Across the marginal areas, harvesting of the long rains’ season crops of maize, sorghum, millet, beans, cowpeas, and green grams is increasing household food availability, consumption, and casual labor income-earning opportunities. Total marginal production is likely to be near-average; however, due to a combination of flooding and Fall Armyworm infestations, below-average harvests are expected in Kilifi, Kitui, Tharaka Nithi, and Kwale.
In the pastoral areas, pasture and browse availability remain good and above average, driven by the significant March to May long rains season, which has improved livestock productivity. However, in Mandera, conditions range from fair to good due to the severity of previously degraded forage. Overall, countrywide, milk production is above average, ranging from two to seven litres, except in Mandera, Garissa, and Tana River, where there have been lower conceptions and births due to the 2016/17 drought.

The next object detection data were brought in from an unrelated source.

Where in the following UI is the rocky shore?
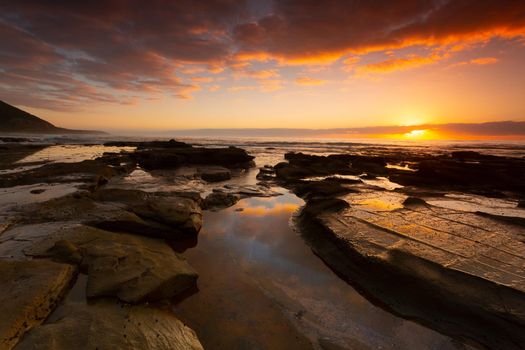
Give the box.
[270,152,525,349]
[0,141,264,349]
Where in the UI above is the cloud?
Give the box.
[357,53,448,74]
[470,57,498,65]
[295,76,326,86]
[0,0,525,109]
[234,0,525,62]
[234,69,279,79]
[447,57,499,68]
[0,0,245,109]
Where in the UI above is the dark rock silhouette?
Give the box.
[0,101,105,134]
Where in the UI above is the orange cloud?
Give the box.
[234,69,279,79]
[295,77,326,86]
[447,57,499,68]
[357,53,447,74]
[470,57,498,65]
[191,77,215,83]
[259,79,284,92]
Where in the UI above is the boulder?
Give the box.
[198,167,232,182]
[403,197,428,207]
[21,188,202,240]
[133,147,254,170]
[24,225,197,303]
[16,300,203,350]
[0,260,76,349]
[203,192,239,210]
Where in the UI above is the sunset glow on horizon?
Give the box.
[0,0,525,140]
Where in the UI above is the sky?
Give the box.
[0,0,525,136]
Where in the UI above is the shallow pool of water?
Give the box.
[174,189,470,349]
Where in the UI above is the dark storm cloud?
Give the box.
[0,0,525,108]
[234,0,525,59]
[0,0,244,109]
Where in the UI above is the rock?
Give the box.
[131,196,202,235]
[352,156,387,174]
[390,152,525,195]
[294,179,355,198]
[403,197,428,207]
[16,301,203,350]
[199,167,232,182]
[48,239,83,265]
[203,192,239,210]
[0,260,76,349]
[300,194,525,349]
[24,225,197,303]
[104,139,192,149]
[133,147,254,170]
[20,188,202,240]
[0,158,129,187]
[275,152,355,181]
[301,198,349,217]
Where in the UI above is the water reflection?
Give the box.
[17,145,135,164]
[175,193,463,349]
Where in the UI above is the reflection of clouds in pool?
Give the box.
[187,196,462,349]
[240,203,299,216]
[17,145,135,164]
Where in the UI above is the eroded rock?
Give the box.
[199,167,232,182]
[203,192,240,210]
[19,225,197,303]
[16,301,203,350]
[0,260,76,349]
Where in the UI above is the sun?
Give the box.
[404,129,427,138]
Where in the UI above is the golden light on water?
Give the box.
[404,129,427,138]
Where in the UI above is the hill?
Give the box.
[0,101,105,134]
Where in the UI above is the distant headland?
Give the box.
[0,100,106,135]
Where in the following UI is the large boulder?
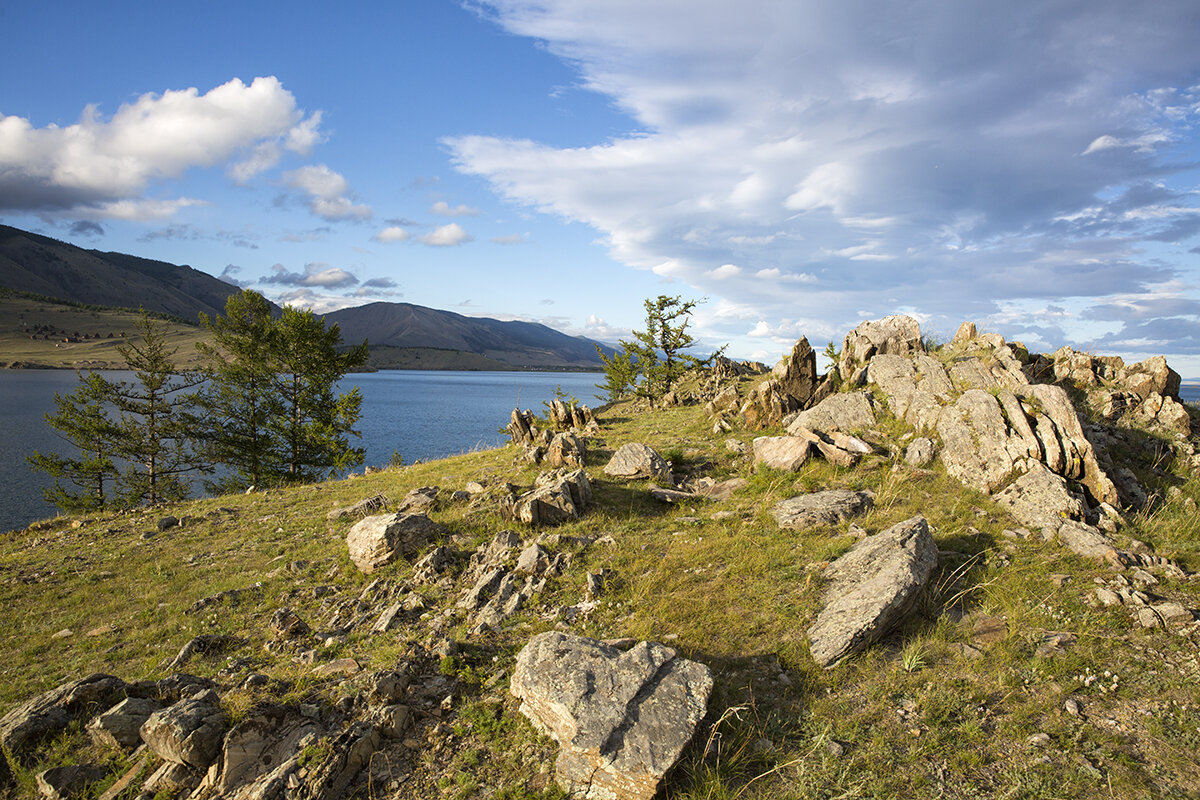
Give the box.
[770,489,875,530]
[346,513,444,573]
[788,391,875,431]
[838,314,925,379]
[0,673,126,757]
[809,517,937,667]
[754,437,814,473]
[511,631,713,800]
[140,692,224,770]
[604,441,671,483]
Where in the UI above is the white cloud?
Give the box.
[283,164,371,222]
[446,0,1200,359]
[371,225,413,242]
[420,222,472,247]
[430,200,479,217]
[0,77,320,218]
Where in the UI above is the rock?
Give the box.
[140,692,224,771]
[511,631,713,800]
[546,433,588,469]
[788,391,876,431]
[0,673,126,758]
[754,437,815,473]
[36,764,107,800]
[346,513,445,575]
[212,703,320,800]
[808,517,937,667]
[88,697,162,750]
[604,441,672,485]
[770,489,875,530]
[838,314,925,379]
[500,469,592,525]
[994,462,1086,531]
[904,437,937,467]
[312,658,361,678]
[266,607,312,639]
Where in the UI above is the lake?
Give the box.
[0,369,604,531]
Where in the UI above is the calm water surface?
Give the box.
[0,369,602,531]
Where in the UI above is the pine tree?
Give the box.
[112,311,208,505]
[197,291,283,492]
[29,372,120,512]
[271,307,367,482]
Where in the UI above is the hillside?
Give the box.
[325,302,610,369]
[0,225,238,321]
[0,318,1200,800]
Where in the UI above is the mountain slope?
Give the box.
[325,302,611,368]
[0,225,238,321]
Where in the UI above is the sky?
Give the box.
[0,0,1200,377]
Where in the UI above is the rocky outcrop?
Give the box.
[346,513,445,573]
[140,691,224,770]
[0,673,126,757]
[808,517,937,667]
[770,489,875,530]
[500,469,592,527]
[604,441,672,485]
[511,631,713,800]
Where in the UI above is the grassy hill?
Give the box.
[0,289,206,369]
[0,376,1200,800]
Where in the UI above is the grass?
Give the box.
[0,376,1200,800]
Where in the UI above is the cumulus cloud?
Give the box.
[259,261,359,289]
[430,200,479,217]
[456,0,1200,362]
[420,222,474,247]
[371,225,413,243]
[0,77,320,219]
[283,164,371,222]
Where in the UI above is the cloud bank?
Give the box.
[456,0,1200,362]
[0,77,323,219]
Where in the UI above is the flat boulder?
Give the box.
[770,489,875,530]
[140,692,224,770]
[808,517,937,667]
[511,631,713,800]
[0,673,126,756]
[346,513,445,573]
[604,441,671,483]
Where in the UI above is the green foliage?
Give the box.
[110,314,206,505]
[198,290,367,489]
[596,295,725,401]
[596,342,641,403]
[29,372,120,512]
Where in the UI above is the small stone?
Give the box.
[1025,733,1050,747]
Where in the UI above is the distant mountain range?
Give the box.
[0,225,612,369]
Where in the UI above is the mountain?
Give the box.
[325,302,612,369]
[0,225,238,323]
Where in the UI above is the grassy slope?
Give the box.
[0,383,1200,800]
[0,294,206,369]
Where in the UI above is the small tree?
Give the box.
[112,311,208,505]
[595,342,641,403]
[196,290,283,492]
[28,372,120,512]
[620,295,725,401]
[271,307,367,482]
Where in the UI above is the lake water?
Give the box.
[0,369,604,531]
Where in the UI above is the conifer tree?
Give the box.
[112,311,208,505]
[29,372,120,512]
[197,291,283,492]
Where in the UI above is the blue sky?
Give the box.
[0,0,1200,375]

By early July, an outbreak of RVF, which affects both humans and livestock, was contained in Wajir and significantly reduced in parts of Mandera, but it is still ongoing in Mandera South, Marsabit (Moyale, North Horr, Saku, and parts of Laisamis sub-counties), and Isiolo (Sericho, Merti, and Oldonyiro wards). All livestock markets and slaughter houses in the affected areas remain closed in an effort to stop the spread of the disease, constraining a major source of pastoralists’ income. Widespread vaccination efforts continue, and alerts have been issued in neighboring counties.